You can refine the information returned by the idr_quota_user command by adding one or more of the following arguments:

  • --project def to display the occupation of a different project than your active project ( def in this example)
  • --all-projects to display the occupation of all the projects to which you are attached
  • --space home work to display the occupation of one or more particular disk spaces (the HOME and the WORK in this example)
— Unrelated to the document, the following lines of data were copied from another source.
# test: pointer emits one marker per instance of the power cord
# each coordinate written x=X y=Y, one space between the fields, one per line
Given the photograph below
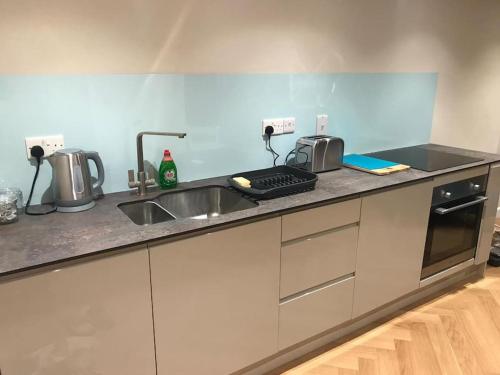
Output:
x=37 y=152
x=269 y=132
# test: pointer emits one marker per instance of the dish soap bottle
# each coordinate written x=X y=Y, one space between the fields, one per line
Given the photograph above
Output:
x=168 y=171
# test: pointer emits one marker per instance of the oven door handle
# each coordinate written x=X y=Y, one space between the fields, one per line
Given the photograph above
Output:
x=444 y=211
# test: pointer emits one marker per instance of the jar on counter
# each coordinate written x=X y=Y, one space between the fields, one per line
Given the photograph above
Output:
x=11 y=201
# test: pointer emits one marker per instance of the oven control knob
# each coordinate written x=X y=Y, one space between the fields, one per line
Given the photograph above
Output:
x=445 y=194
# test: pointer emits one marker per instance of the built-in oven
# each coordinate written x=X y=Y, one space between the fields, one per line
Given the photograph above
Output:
x=454 y=224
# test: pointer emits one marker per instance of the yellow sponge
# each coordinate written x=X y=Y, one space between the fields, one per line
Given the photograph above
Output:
x=242 y=181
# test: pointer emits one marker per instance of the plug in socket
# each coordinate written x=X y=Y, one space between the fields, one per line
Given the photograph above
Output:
x=277 y=125
x=50 y=144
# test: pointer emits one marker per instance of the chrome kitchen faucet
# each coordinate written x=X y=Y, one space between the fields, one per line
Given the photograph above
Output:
x=142 y=181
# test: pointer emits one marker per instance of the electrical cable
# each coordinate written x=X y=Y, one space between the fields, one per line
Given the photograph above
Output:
x=288 y=155
x=269 y=132
x=275 y=154
x=37 y=152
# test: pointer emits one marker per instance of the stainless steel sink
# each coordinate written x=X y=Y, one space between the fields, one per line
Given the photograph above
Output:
x=197 y=203
x=145 y=212
x=204 y=202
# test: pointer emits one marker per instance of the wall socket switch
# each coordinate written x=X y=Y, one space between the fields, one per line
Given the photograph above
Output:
x=50 y=144
x=321 y=124
x=276 y=123
x=288 y=125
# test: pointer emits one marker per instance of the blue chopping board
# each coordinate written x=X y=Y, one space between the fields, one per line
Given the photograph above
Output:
x=373 y=165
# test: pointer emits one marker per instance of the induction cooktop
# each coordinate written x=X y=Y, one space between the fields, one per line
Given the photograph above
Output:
x=424 y=159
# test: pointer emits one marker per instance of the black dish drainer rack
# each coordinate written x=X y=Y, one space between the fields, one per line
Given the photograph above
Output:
x=275 y=182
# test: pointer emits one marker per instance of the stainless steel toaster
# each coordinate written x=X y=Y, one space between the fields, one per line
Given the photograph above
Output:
x=319 y=153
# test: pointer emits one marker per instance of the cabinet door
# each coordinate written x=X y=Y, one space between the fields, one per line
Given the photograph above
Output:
x=215 y=299
x=392 y=233
x=89 y=318
x=489 y=215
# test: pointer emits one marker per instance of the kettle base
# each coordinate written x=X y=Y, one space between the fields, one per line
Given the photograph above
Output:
x=71 y=209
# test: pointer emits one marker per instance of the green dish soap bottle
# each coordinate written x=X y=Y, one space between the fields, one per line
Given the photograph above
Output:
x=168 y=171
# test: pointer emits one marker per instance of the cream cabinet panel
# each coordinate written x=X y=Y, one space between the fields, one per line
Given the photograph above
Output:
x=315 y=312
x=90 y=318
x=489 y=215
x=215 y=299
x=317 y=259
x=392 y=233
x=314 y=220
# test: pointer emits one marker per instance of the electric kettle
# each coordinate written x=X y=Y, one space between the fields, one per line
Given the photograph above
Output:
x=71 y=180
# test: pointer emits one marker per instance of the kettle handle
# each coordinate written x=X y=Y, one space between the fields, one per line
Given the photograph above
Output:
x=92 y=155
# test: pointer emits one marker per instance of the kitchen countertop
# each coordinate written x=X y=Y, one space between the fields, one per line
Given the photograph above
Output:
x=35 y=241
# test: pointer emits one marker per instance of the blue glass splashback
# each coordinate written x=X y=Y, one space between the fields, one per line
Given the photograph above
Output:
x=220 y=113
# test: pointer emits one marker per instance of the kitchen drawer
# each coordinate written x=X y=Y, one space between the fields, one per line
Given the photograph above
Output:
x=317 y=259
x=315 y=312
x=314 y=220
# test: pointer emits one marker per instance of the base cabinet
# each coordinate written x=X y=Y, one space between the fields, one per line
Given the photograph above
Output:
x=392 y=234
x=90 y=318
x=215 y=299
x=489 y=215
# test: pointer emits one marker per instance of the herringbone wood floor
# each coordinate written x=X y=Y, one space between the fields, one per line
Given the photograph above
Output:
x=457 y=333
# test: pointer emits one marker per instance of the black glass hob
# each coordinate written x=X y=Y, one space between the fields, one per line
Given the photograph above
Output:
x=424 y=159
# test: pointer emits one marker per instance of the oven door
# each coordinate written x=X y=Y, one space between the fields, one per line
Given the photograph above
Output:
x=452 y=234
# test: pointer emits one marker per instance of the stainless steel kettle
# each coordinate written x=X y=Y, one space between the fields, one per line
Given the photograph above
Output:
x=71 y=180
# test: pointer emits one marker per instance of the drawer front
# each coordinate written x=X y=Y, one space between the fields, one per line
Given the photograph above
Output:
x=317 y=259
x=315 y=312
x=314 y=220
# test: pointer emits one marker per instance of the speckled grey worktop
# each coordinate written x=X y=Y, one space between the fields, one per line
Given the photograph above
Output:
x=35 y=241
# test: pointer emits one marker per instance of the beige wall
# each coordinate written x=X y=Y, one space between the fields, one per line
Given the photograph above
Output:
x=460 y=39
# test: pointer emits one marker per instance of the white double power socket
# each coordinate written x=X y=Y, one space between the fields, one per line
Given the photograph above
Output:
x=280 y=125
x=50 y=144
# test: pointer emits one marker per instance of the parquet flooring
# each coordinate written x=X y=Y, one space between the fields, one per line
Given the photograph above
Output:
x=457 y=333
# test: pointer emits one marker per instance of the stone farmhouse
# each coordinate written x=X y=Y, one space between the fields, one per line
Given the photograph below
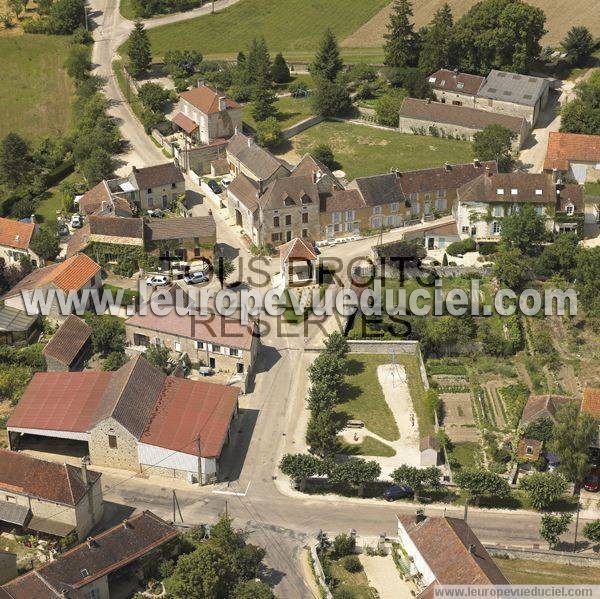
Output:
x=48 y=497
x=573 y=157
x=423 y=117
x=102 y=566
x=206 y=115
x=500 y=92
x=484 y=201
x=444 y=551
x=15 y=239
x=135 y=418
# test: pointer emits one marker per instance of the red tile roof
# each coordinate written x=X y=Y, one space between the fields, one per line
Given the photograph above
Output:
x=207 y=100
x=15 y=234
x=60 y=483
x=188 y=409
x=566 y=147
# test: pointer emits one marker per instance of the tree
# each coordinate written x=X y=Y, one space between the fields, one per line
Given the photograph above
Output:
x=417 y=479
x=436 y=42
x=578 y=45
x=139 y=50
x=574 y=433
x=268 y=132
x=401 y=45
x=495 y=143
x=300 y=467
x=543 y=488
x=331 y=98
x=280 y=72
x=357 y=473
x=224 y=269
x=323 y=153
x=16 y=161
x=327 y=63
x=45 y=244
x=479 y=483
x=552 y=526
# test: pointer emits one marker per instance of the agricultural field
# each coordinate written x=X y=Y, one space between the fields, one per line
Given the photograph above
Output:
x=35 y=91
x=577 y=12
x=363 y=150
x=290 y=26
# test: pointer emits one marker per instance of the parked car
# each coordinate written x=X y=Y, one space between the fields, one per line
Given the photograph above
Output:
x=397 y=492
x=77 y=221
x=157 y=280
x=195 y=277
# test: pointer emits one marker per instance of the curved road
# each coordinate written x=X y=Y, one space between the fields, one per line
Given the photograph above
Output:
x=280 y=520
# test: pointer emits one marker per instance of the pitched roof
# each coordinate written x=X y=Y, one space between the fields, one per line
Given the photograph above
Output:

Complete help for the idr_quota_user command is accessible by launching:

$ idr_quota_user -h

The idr_quota_project command

By default, the idr_quota_project command returns the disk occupation of each member of your active project for all of the disk spaces associated with the project. For example, if your active project is abc, you will see an output similar to the following:

$ idr_quota_project
PROJECT: abc SPACE: WORK
PROJECT USED INODE: 34373/500000 6.87%
PROJECT USED STORAGE: 1.42 GiB/5.00 TiB 0.03%
┌─────────────────┬─────────────────┬─────────────────┬─────────────────┬──────────────────────┐
│      LOGIN      │     INODE ▽     │     INODE %     │     STORAGE     │      STORAGE %       │
├─────────────────┼─────────────────┼─────────────────┼─────────────────┼──────────────────────┤
│      abc001     │            29852│            5.97%│       698.45 MiB│                 0.01%│
│      abc002     │             4508│            0.90%│       747.03 MiB│                 0.01%│
│      abc003     │                8│            0.00%│         6.19 MiB│                 0.00%│
│      abc004     │                1│            0.00%│           0.00 B│                 0.00%│
│      abc005     │                1│            0.00%│           0.00 B│                 0.00%│
└─────────────────┴─────────────────┴─────────────────┴─────────────────┴──────────────────────┘
PROJECT: abc SPACE: STORE
PROJECT USED INODE: 13/100000 0.01%
PROJECT USED STORAGE: 52.00 KiB/50.00 TiB 0.00%
┌─────────────────┬─────────────────┬─────────────────┬─────────────────┬──────────────────────┐
│      LOGIN      │     INODE ▽     │     INODE %     │     STORAGE     │      STORAGE %       │
├─────────────────┼─────────────────┼─────────────────┼─────────────────┼──────────────────────┤
│      abc001     │                2│            0.00%│         8.00 KiB│                 0.00%│
│      abc002     │                2│            0.00%│         8.00 KiB│                 0.00%│
│      abc003     │                2│            0.00%│         8.00 KiB│                 0.00%│
│      abc004     │                2│            0.00%│         8.00 KiB│                 0.00%│
│      abc005     │                1│            0.00%│         4.00 KiB│                 0.00%│
└─────────────────┴─────────────────┴─────────────────┴─────────────────┴──────────────────────┘
The quotas are refreshed daily. All the information is not in real time and may not reflect your real
storage occupation.

A summary of the global occupation is displayed for each disk space, followed by a table with the occupation details of each member of the project.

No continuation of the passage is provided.